Cresce in rete la protesta contro la richiesta del pagamento del canone RAI anche ad imprese e liberi professionisti per il possesso di un computer dotato di connessione ad Internet.
L’applicazione della tassa anche sui dispositivi digitali seguirebbe la generica prescrizione contenuta nel regio decreto-legge 21 febbraio 1938, n. 246 che prescrive che “chiunque detenga uno o più apparecchi atti od adattabili alla ricezione delle radioaudizioni è obbligato al pagamento dei canone di abbonamento”.
Nonostante la datata normativa, solo dall’inizio di questo febbraio la RAI ha iniziato ad inviare lettere di sollecito anche alle aziende e agli studi professionali in cui richiede il pagamento della tassa per la detenzione di “uno o più apparecchi atti o adattabili alla ricezione di trasmissioni radiotelevisive al di fuori dell’ambito familiare, compresi computer collegati in rete (digital signage e similari), indipendentemente dall’uso al quale gli stessi vengono adibiti”.
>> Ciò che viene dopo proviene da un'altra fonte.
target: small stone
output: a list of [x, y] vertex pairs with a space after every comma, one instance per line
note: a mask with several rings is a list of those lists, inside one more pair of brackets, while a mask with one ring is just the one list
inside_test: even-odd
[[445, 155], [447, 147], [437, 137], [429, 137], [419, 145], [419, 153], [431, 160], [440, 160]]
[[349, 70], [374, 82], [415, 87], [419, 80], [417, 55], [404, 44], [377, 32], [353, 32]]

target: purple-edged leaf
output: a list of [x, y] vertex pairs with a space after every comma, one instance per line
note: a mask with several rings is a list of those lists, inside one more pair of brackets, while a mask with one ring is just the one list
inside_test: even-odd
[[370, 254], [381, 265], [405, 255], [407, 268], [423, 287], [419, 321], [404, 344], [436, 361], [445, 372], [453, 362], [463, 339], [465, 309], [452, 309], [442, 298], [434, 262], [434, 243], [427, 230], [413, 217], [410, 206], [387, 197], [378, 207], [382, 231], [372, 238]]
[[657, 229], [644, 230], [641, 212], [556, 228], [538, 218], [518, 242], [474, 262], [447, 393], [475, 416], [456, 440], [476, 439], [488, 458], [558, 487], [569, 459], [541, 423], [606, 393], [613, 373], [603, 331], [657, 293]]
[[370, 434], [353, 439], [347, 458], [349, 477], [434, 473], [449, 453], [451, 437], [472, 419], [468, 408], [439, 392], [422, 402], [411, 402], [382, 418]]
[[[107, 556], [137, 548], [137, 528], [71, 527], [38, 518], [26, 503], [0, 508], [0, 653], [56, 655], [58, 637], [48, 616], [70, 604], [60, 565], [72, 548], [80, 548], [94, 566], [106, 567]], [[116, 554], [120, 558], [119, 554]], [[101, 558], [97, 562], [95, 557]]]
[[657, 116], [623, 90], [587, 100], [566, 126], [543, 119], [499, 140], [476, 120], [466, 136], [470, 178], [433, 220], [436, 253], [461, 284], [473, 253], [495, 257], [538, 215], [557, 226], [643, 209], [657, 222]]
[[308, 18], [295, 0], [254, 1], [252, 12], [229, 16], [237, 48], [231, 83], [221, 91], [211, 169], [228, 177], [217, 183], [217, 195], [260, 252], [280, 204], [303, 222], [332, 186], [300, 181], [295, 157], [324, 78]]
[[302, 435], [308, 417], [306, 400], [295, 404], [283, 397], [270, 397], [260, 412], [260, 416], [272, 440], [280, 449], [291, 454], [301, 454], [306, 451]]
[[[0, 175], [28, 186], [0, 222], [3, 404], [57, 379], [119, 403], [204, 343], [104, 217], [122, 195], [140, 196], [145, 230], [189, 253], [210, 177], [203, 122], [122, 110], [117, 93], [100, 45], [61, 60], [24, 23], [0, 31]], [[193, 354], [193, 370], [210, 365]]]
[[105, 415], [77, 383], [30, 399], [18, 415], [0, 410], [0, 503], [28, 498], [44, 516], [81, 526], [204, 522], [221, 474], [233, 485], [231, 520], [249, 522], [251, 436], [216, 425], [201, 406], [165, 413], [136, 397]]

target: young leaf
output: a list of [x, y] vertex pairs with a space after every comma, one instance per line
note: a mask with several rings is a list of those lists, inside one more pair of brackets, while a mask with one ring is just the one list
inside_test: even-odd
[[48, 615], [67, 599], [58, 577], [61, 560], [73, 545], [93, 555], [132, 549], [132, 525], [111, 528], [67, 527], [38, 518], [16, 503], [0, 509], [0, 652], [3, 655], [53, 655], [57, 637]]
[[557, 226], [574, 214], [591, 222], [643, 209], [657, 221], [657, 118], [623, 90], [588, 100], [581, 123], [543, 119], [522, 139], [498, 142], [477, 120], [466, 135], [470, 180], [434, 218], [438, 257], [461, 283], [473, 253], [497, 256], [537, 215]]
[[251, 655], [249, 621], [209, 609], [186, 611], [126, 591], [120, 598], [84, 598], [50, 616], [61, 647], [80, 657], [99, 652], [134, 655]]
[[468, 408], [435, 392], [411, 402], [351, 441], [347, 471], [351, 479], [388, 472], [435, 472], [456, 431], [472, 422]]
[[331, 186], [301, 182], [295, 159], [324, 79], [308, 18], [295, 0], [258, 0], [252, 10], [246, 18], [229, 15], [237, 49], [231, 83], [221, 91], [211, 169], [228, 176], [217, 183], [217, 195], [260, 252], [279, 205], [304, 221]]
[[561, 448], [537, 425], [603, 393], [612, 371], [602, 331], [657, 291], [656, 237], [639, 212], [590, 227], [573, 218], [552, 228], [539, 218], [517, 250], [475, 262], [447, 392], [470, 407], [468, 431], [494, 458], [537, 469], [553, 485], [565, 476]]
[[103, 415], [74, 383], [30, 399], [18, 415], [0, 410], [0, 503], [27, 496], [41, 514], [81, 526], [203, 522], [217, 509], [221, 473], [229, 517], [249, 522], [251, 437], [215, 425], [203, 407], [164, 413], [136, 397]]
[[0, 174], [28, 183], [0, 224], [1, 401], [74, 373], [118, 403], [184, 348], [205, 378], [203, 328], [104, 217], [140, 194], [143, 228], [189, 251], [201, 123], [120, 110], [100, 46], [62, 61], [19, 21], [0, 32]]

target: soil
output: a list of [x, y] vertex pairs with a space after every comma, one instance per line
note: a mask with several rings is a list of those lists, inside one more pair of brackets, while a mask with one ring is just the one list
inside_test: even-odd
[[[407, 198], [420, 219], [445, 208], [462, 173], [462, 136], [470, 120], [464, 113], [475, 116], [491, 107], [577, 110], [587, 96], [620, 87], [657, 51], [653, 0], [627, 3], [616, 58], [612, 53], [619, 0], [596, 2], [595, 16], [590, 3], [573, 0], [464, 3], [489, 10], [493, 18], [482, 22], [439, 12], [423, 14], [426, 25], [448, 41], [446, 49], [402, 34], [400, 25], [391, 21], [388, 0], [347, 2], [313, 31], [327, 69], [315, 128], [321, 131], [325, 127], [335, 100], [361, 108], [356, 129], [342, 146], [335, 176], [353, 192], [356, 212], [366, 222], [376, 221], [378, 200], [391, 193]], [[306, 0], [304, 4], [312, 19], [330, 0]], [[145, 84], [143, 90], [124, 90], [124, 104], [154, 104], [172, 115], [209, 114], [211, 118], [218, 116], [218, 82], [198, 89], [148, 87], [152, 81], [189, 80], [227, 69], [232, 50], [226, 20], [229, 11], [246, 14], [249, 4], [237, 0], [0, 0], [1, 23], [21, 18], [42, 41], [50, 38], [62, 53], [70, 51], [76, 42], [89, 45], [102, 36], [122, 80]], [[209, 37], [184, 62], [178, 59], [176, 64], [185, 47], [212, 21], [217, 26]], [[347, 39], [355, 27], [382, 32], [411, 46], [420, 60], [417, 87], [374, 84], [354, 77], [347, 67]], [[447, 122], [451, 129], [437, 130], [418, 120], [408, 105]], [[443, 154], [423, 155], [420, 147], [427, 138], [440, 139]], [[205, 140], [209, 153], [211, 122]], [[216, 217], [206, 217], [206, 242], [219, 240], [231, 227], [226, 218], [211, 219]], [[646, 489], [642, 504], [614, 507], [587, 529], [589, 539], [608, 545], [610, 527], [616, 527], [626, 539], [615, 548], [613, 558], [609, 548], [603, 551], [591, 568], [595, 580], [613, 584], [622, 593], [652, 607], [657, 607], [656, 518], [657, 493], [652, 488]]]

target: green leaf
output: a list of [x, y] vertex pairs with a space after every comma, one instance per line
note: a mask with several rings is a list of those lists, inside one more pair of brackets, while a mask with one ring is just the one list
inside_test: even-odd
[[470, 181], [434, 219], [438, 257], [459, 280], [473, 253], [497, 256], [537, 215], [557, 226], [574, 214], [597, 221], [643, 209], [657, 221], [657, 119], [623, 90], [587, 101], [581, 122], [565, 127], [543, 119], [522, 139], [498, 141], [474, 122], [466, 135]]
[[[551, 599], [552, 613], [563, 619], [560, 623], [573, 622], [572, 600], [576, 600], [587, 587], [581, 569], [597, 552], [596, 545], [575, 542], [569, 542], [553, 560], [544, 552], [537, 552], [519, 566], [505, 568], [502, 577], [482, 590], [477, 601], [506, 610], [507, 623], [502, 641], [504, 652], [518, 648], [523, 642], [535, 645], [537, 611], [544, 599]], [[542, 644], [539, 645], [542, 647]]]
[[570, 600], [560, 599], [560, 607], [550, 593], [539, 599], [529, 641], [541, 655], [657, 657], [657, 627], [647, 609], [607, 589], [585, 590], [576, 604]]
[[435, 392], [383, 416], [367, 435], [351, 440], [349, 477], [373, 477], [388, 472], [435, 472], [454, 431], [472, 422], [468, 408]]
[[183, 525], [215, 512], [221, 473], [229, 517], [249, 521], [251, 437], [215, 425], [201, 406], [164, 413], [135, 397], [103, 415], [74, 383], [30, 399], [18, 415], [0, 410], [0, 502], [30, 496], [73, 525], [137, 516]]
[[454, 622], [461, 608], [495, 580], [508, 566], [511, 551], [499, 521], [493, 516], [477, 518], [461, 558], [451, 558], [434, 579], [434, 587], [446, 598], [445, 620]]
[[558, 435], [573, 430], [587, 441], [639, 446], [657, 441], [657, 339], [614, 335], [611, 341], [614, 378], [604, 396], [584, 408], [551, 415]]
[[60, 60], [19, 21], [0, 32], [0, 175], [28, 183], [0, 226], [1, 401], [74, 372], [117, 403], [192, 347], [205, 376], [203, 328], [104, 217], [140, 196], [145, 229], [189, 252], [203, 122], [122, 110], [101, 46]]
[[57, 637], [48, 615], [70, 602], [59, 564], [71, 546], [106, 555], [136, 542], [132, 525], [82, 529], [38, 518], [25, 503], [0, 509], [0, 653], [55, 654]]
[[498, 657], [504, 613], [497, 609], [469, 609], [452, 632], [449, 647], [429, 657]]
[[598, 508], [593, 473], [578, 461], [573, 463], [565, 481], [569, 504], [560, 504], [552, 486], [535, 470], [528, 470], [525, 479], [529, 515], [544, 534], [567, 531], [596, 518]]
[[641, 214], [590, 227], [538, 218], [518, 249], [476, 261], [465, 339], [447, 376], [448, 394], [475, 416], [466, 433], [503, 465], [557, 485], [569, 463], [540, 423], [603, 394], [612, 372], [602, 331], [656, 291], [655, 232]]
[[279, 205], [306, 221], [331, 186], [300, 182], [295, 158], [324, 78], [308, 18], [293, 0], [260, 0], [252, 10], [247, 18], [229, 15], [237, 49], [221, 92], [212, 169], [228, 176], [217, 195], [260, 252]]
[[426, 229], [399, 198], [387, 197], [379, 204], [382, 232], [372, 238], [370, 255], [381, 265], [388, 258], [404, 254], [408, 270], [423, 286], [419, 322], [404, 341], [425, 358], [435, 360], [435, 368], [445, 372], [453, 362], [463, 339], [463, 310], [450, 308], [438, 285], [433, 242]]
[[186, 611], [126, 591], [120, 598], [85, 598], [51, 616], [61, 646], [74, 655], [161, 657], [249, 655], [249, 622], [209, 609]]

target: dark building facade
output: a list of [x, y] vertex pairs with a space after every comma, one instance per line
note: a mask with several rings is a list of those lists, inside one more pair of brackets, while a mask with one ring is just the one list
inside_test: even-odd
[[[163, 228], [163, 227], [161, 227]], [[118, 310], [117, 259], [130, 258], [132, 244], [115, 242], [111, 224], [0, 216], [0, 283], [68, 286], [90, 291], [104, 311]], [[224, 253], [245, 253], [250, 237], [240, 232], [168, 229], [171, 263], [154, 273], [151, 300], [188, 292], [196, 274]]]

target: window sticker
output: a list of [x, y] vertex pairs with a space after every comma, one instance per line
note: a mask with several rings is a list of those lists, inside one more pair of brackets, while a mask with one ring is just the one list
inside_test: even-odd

Sebbene diverse associazioni di consumatori ed imprese abbiano da giorni sollevato la questione, è stato solo in seguito alla diffusione dello spot relativo al nuovo obbligo che gli utenti hanno dato il via alla protesta online. In particolare su Twitter l’argomento ha raggiunto velocemente il primo posto dei trending topics, i temi più discussi sul social network.
Secondo la maggioranza dei contestatori, l’imposizione della tassa risulterebbe particolarmente “assurda” in quanto la diffusione di strumenti digitali in grado di ricevere lo streaming televisivo è molto ampia (si pensi ai tablet, pc, smartphone, monitor, consolle per videogiochi…) mentre l’utilizzo effettivo di tali apparecchi per l’intrattenimento televisivo è in generale limitato, e in particolare quasi nullo sui luoghi di lavoro e nelle aziende.
Si contesta inoltre l’applicazione di una normativa fiscale obsoleta, risalente addirittura al 1938, che risulta particolarmente paradossale se confrontata con le recenti trasformazioni tecnologiche proprie della convergenza mediatica.